Ainda assim consegui aprovação em Medicina na UFCSPA através do famigerado Enem. Como? “Chutei” com precisão? Não, ao contrário, errei praticamente todas as questões de Ciências Biológicas. Ah, em compensação eu tive o extremo mérito de entender que a foto de um jogador parado fora da quadra com uma bola de vôlei significa que ele vai sacar e também percebi a foto do Mr. Bean no quadro da Mona Lisa. É sim, eu acertei estas! (e para todos que ainda não conhecem a prova do Enem, fica o convite para que o façam, visitem o site do Inep).

A primeira incoerência é que o MEC defende ardorosamente o Enem como substituto do sempre combatido vestibular e usa aquele para endossar o ingresso numa respeitada faculdade de Medicina de alguém que não sabe a diferença entre o lisossomo e o ribossomo, preterindo vários estudantes muitíssimo mais bem preparados e com vocação para a área médica.

A segunda incoerência é que tenha sido Matemática a disciplina decisiva para a aprovação. Para postulantes a uma vaga de Medicina, a Matemática deveria ser menos importante que a Biologia, não? Mas aqui também cabe uma advertência aos estudantes gaúchos, se me permitem: a Matemática cobrada no Enem é extremamente básica, os tópicos de Ensino Médio mal são tangenciados na prova. Regra de três e alguma interpretação de gráficos já são suficientes para alavancar uma boa nota.

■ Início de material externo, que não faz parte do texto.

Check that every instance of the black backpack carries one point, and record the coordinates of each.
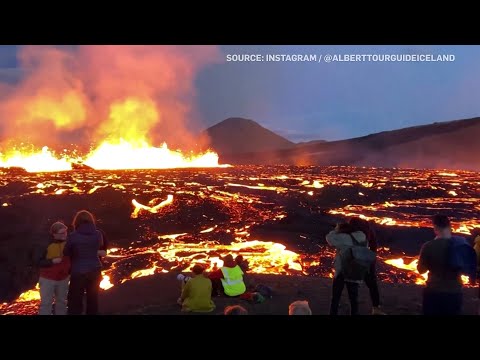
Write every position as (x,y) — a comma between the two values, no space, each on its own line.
(356,261)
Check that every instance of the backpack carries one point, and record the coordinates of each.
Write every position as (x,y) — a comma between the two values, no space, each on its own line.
(356,261)
(462,257)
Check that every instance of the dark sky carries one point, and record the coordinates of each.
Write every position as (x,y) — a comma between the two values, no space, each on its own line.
(319,100)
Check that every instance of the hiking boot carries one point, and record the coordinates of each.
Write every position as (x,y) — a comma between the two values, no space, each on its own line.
(377,311)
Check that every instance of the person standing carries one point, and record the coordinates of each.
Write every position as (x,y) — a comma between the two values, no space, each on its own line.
(84,247)
(54,273)
(442,294)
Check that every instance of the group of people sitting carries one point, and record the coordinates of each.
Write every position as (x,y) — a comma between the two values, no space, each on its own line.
(299,307)
(70,271)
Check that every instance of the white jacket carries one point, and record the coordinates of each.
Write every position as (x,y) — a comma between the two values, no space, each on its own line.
(341,242)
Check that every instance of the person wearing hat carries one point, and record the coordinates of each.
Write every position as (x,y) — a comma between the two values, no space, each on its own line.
(197,292)
(54,273)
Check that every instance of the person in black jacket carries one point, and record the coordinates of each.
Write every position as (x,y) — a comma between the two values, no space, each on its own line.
(371,276)
(84,248)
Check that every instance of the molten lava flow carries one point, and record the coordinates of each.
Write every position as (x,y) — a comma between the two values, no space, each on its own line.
(152,209)
(127,155)
(263,257)
(41,161)
(412,266)
(111,156)
(105,284)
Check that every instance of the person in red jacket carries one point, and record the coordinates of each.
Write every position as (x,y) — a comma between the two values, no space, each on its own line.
(54,273)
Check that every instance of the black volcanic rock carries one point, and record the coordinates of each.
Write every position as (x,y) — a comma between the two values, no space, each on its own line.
(237,135)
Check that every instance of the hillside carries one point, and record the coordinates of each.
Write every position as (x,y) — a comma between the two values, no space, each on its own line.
(439,145)
(237,135)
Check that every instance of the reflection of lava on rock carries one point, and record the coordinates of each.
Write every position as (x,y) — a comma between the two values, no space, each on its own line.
(163,221)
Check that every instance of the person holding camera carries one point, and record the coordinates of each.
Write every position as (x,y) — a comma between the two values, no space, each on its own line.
(342,239)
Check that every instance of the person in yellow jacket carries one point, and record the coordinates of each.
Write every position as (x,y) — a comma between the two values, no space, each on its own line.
(229,277)
(197,292)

É preciso também que se evidencie publicamente a lotérica correção das 4 milhões de redações do Enem num prazo curto. Quem não dá sorte nesse quesito e busca vaga num curso de alta concorrência, como Medicina, vai precisar esperar mais um ano para apostar suas fichas. A prova simples e fácil não é boa para quem procura esses cursos. Espreme as notas na ponta de cima, torna a nota da redação muito mais importante, o fiel da balança. Além da subjetividade da correção, a escala gigantesca do processo impõe dúvidas sobre a uniformidade de critérios, isto para apontar apenas um dos pontos polêmicos nesse item.

As conclusões são claras. O Enem tem boas intenções, como, por exemplo, avaliar habilidades e competências, contemplar a compreensão de fatos e fenômenos com a meta de decretar o fim do puro conteúdo enciclopédico. Entretanto, é uma utopia defender essas premissas nesses dois primeiros anos em que o processo foi usado para selecionar estudantes para vários cursos universitários. A Teoria de Resposta ao Item (TRI) carece de transparência, a redação precisa ter correção auditada. A prova, que está longe de ser seletiva para os cursos de alta performance, só faz aumentar a ansiedade dos estudantes e torna a seleção ainda mais injusta, exacerbando a pressão psicológica e emocional.

Antes que paire alguma dúvida, é claro que abandonarei minha vaga para que a mesma ainda seja dignamente ocupada por um estudante que realmente tenha inclinação para a área médica. A minha humilde pretensão, como professor da área de exatas, foi tão somente dar voz à dor de tantos e tantos dedicados alunos que esbarram agora no Enem como mais um fantasma a ser driblado na busca de seus sonhos.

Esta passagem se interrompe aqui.